Dans les conflits contemporains, un crime, silencieux, ne cesse de croître. En Libye, il a trouvé son terrain d’expression idéal. Pour la première fois, victimes et militants osent dénoncer le viol des hommes comme arme de guerre, afin que justice soit rendue…
C’est l’histoire d’un film qui n’aurait pas dû exister, celle d’une parole impossible à recueillir. Depuis la chute de Khadafi, le dictateur du désert, la Libye est une poudrière. Plus d’État. Deux gouvernements. Des ministres qui siègent un pistolet sur la tempe. Des centaines de milices armées qui kidnappent, rançonnent, torturent. Et violent, massivement.
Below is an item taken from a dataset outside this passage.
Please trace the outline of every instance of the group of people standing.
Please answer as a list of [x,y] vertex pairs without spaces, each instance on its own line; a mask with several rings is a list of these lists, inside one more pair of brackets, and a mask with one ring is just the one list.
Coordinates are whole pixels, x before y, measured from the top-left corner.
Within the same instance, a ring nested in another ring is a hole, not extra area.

Sur cette terre sans loi, ceux qui osent parler du viol disparaissent ou sont condamnés à l’exil. Dans les coulisses d’une enquête menée par une poignée de résistants en exil – Emad et Ramadan, deux militants de terrain – tentent de collecter les preuves d’un crime indicible.
Pas à pas, leur travail dévoile le chaos, la multiplication des cas, l’horreur des prisons clandestines où ce crime se pratique de manière systématique, dans un cycle infernal de vengeance où les victimes d’hier se transforment en bourreaux de demain. Leur chemin croise parfois celui d’hommes blessés. Yasine, violé par les troupes khadafistes au début de la Révolution, n’aura jamais la force de les rencontrer. Nazir, enlevé et violé par vengeance par les nouveaux maîtres de la Libye en 2012, finira par livrer quelques bribes de son histoire. Quand Ahmed accepte de raconter, sa parole décrit enfin pour les enquêteurs l’implacable mécanique du viol, la généralisation des méthodes de torture visant spécifiquement les hommes.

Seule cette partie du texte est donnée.